Colloques & ateliers

Mai 2025

Jusqu’au XVIIIe siècle, les plans d’arpentage étaient rares dans les opérations foncières. Leur généralisation, contrairement aux tableaux statistiques (Desrosières 2010) ou aux cartes topographiques (Bret 2019), n’est pas uniquement liée à l’État (Antoine et Landais 2024), mais participe pleinement au développement des savoirs administratifs (Laboulais 2015) et à l’émergence d’un nouveau régime cartographique (Verdier 2015). L’arpentage s’appuie sur des savoirs locaux et des techniques anciennes (Chouquer 2010), mobilisant acteurs ruraux et expertise juridique. La diffusion massive des cartes dans les campagnes pose la question de leur réception sociale et cognitive, notamment à travers le concept de « littératie cartographique » (Goody 1979), proche de la « translittératie » (Delamotte et Frau-Meigs 2014). La comparaison avec la « révolution scripturaire » médiévale (Oesterreicher 1993, Bertrand 2015) révèle des enjeux similaires de diffusion sociale et de pluralité des régimes de scripturalité. L’objectif de cette journée d’étude est d’explorer un champ historiographique peu étudié : la matérialité des documents, la compréhension des cartes par différents publics, l’implication des non-cartographes, et les stratégies locales face aux nouvelles technologies d’enregistrement de l’espace. Seront examinés tous types de plans fonciers et de cartes à très grande échelle afin de saisir les bouleversements cognitifs et sociaux induits par la cartographie dans les campagnes européennes.

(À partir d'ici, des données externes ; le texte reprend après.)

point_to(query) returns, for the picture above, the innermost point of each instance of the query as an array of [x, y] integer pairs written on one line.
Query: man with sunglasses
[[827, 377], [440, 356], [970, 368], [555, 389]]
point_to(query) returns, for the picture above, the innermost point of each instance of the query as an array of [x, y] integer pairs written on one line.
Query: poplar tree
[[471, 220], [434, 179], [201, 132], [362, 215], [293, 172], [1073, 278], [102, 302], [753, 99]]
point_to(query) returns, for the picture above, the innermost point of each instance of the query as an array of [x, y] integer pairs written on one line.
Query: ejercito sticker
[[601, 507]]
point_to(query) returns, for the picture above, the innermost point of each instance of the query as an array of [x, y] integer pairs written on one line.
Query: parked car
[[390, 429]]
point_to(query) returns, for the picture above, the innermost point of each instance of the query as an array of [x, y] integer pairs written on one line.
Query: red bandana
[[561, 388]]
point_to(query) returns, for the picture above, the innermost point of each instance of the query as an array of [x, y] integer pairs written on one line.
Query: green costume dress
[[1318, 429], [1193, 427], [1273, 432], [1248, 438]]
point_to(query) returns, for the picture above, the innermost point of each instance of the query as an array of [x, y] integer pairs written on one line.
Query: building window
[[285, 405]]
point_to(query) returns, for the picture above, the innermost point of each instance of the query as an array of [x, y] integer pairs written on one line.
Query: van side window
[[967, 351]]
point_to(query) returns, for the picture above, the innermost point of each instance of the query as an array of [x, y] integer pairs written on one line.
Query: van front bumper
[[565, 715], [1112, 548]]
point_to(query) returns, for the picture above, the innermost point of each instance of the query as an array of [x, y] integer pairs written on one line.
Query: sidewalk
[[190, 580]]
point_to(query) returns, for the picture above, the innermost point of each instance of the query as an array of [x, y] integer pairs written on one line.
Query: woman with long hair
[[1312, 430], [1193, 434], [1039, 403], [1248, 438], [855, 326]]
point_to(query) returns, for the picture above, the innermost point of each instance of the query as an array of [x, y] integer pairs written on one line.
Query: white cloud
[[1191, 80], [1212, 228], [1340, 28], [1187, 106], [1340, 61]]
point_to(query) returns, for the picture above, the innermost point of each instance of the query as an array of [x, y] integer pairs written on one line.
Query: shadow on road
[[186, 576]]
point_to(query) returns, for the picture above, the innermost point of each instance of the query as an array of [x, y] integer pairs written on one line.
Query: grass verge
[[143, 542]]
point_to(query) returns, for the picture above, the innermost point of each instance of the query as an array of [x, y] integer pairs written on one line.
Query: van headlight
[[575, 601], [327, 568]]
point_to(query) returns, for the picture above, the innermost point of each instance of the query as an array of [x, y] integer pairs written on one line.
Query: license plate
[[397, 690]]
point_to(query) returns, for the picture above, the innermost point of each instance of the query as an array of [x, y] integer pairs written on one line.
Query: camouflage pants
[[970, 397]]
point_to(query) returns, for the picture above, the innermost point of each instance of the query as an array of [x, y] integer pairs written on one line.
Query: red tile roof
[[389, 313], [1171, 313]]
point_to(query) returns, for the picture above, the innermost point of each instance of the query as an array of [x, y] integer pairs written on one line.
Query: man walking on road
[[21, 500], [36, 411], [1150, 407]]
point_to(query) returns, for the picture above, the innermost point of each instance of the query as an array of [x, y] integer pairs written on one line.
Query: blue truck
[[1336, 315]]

Programme, vendredi 23 mai 2025

9H-12H : DES PROCÉDÉS CARTOGRAPHIQUES ADAPTÉS AUX SOCIÉTÉS ET ESPACES RURAUX ?


Grégoire Binois (IHMC) : Les ruraux et la cartographie militaire dans la France du XVIIIe siècle : quelles perspectives de recherche ?


Louise Couëffé (Université d’Avignon, CNE) : Maîtriser le terrain. Connaître et représenter les localités de collectes botaniques au XIXe siècle.

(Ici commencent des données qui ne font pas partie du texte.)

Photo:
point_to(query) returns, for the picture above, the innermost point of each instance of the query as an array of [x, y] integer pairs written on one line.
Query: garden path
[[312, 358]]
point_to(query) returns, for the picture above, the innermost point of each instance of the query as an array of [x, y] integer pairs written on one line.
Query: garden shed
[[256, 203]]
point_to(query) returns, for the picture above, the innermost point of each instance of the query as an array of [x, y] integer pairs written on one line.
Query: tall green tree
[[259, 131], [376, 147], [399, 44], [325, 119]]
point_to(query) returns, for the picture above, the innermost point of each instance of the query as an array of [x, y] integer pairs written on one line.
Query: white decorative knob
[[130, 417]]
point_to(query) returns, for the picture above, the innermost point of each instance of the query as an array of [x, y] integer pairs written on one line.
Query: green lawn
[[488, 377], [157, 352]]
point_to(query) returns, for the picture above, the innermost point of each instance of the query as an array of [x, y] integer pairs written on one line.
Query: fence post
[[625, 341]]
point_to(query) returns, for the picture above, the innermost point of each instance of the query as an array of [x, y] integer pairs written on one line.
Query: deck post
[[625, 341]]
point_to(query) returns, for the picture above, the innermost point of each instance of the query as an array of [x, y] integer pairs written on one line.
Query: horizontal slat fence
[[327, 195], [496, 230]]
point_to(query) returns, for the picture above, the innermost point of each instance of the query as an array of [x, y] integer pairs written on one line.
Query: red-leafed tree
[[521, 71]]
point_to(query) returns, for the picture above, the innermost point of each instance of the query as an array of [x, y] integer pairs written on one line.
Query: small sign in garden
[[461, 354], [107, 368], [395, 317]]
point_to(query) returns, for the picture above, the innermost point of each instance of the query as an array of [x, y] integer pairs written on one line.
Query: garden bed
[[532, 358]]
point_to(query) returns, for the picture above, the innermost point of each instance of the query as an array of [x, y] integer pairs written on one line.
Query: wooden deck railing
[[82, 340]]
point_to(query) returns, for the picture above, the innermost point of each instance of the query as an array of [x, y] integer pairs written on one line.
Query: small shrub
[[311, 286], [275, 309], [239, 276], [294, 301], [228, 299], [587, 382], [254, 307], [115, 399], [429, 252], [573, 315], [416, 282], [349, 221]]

Patrice Bret (Centre Alexandre Koyré/EHESS-CNRS-MNHN, UMR 8560) : Une littératie cartographique révolutionnaire ? Consignation et critique des procédures de levé des plans sous la Convention : les biens nationaux acquis par Lavoisier et le concours du Cadastre en l’An II.

Titouan Souquet (Université d’Avignon, CNE) : Cartographier la Camargue : de la fabrique de la carte à son appropriation (XVIIe – XVIIIe siècle).

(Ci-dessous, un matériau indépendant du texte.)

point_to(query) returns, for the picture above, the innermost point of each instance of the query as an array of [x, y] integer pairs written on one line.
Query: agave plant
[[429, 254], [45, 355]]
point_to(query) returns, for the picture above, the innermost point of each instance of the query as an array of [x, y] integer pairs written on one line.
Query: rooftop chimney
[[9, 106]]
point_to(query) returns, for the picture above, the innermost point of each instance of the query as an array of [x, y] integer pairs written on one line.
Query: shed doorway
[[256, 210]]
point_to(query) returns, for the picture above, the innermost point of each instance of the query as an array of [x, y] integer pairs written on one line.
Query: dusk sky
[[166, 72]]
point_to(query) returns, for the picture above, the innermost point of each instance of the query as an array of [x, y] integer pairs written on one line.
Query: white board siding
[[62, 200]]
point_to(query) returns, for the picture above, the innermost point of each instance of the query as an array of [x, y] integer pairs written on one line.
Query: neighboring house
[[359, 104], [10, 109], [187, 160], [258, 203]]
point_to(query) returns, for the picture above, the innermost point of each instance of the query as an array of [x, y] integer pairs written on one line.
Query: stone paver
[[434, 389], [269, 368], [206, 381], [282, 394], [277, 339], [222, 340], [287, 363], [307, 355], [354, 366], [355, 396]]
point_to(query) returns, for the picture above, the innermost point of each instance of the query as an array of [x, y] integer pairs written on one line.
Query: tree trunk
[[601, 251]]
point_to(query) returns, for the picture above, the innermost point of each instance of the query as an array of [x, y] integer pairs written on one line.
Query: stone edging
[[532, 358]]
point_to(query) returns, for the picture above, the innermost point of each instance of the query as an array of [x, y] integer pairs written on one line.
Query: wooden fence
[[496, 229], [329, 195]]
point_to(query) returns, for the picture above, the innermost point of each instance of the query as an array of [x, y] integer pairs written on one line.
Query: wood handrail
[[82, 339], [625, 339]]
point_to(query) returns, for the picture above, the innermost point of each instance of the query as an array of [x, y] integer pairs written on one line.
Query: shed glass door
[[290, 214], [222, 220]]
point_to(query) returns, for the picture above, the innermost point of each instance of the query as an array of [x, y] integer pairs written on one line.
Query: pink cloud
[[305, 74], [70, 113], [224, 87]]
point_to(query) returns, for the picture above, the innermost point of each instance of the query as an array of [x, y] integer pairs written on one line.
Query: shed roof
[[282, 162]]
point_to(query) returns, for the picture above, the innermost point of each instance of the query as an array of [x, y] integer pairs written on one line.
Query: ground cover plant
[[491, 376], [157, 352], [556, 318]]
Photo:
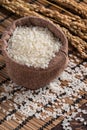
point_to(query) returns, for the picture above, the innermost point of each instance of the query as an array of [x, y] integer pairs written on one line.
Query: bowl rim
[[13, 25]]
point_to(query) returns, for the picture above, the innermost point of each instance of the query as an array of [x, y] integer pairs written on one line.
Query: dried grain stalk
[[73, 5], [77, 43], [75, 25]]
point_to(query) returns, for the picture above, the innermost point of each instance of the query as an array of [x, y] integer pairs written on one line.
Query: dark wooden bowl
[[30, 77]]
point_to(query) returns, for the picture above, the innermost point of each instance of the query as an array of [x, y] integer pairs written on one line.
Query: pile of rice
[[33, 46]]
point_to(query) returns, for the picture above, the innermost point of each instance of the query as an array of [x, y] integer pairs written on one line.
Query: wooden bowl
[[30, 77]]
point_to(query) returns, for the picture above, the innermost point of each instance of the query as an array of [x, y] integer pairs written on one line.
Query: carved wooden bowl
[[30, 77]]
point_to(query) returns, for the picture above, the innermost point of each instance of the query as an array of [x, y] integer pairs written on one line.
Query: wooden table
[[6, 17]]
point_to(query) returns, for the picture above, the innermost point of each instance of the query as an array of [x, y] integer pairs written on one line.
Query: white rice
[[33, 46]]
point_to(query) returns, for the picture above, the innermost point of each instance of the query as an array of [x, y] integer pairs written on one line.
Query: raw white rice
[[33, 46]]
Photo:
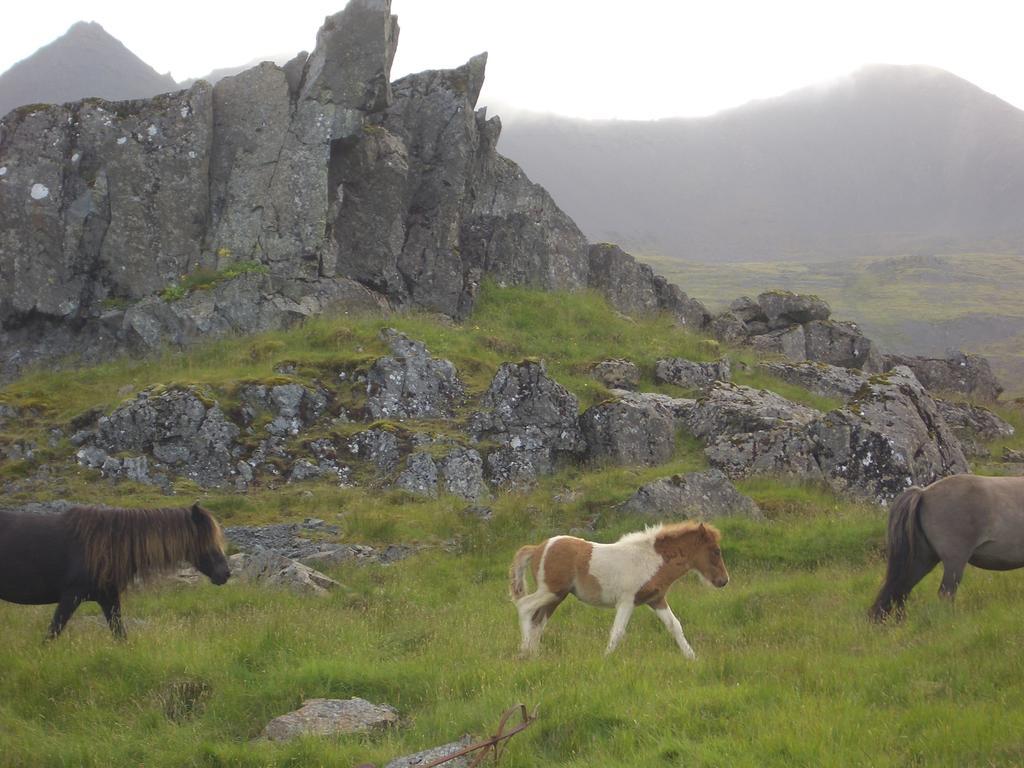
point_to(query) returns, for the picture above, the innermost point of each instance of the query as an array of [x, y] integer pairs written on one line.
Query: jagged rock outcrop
[[828, 381], [420, 475], [625, 431], [964, 374], [294, 407], [634, 289], [754, 431], [462, 473], [974, 425], [291, 190], [696, 496], [180, 431], [531, 418], [890, 435], [689, 375], [377, 445], [411, 384], [329, 717], [797, 327], [270, 568], [616, 374]]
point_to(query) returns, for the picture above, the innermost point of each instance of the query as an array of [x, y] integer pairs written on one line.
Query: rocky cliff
[[283, 192]]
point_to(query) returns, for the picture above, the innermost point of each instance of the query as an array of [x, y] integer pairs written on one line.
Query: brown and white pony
[[638, 569]]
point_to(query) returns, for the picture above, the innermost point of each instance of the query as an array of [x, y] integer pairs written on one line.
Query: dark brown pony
[[89, 553], [956, 520]]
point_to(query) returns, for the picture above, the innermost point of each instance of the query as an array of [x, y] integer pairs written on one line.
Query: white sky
[[630, 58]]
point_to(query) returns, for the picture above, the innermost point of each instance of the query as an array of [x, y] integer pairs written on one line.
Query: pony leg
[[69, 604], [623, 612], [535, 609], [675, 629], [112, 611], [540, 620], [892, 597], [952, 572]]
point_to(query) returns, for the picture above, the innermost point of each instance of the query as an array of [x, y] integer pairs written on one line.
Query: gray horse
[[958, 520]]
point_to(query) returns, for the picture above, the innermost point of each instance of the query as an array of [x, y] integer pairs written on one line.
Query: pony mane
[[647, 536], [123, 544], [682, 528]]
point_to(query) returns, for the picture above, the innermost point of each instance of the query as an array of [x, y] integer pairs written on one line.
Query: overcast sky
[[636, 59]]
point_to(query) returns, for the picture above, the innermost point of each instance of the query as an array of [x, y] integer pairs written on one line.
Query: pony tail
[[517, 572], [901, 541]]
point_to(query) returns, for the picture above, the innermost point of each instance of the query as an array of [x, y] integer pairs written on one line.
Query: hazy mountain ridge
[[84, 61], [889, 161]]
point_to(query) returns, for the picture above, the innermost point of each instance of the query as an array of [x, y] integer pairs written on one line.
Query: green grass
[[919, 304], [790, 673], [204, 279]]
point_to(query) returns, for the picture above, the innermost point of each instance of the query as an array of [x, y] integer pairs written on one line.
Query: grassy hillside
[[790, 673], [912, 304]]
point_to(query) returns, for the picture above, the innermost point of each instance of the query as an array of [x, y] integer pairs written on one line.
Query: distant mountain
[[84, 61], [225, 72], [890, 160]]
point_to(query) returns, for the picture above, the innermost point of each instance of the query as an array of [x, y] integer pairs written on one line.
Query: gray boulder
[[974, 425], [330, 717], [628, 432], [689, 375], [181, 431], [531, 418], [272, 569], [420, 475], [729, 328], [634, 289], [842, 344], [701, 496], [889, 437], [411, 384], [820, 378], [679, 410], [791, 342], [733, 409], [295, 541], [294, 406], [462, 473], [754, 431], [616, 374], [797, 327], [958, 373], [380, 446], [783, 308]]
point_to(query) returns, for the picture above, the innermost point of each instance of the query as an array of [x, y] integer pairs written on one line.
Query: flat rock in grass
[[330, 717], [697, 495], [411, 384], [273, 569], [430, 756]]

12h-13h30 : Pause déjeuner

13H30-16H30 : CARTES D’ARPENTAGE ET RÉGIMES DE SCRIPTURALITÉ.

Bruno Jaudon (FDE de Mende – université de Montpellier) : Plans, compoix et autres sources pour décrire les espaces ruraux du Languedoc dans la seconde moitié du XVIIIe siècle : vaste éventail narratif ou pratiques scripturales convergentes ?


Marc Conesa (Université de Perpignan, FRAMESPA) : Cadastres et écritures du passé. Quand les archives retournent les cartes (Roussillon, Cerdagne, Andorre), fin XVIIIe – milieu XIXe siècle.

Fabien Gaveau (UMR 6298 ArTeHiS Dijon) : Mettre en plan l’espace : étude de la fabrique du Terrier général de l’Isle de Corse (années 1770-1780).


Benjamin Landais (Université d’Avignon, CNE) : Un ‘grand partage’ ? La cartographie dans la hiérarchie des pratiques scripturales des administrations domaniales (Hongrie 1770-1790).

16H45-17H30 : CONCLUSIONS


Discutante : Isabelle Laboulais, professeure d’histoire moderne à l’université de Strasbourg.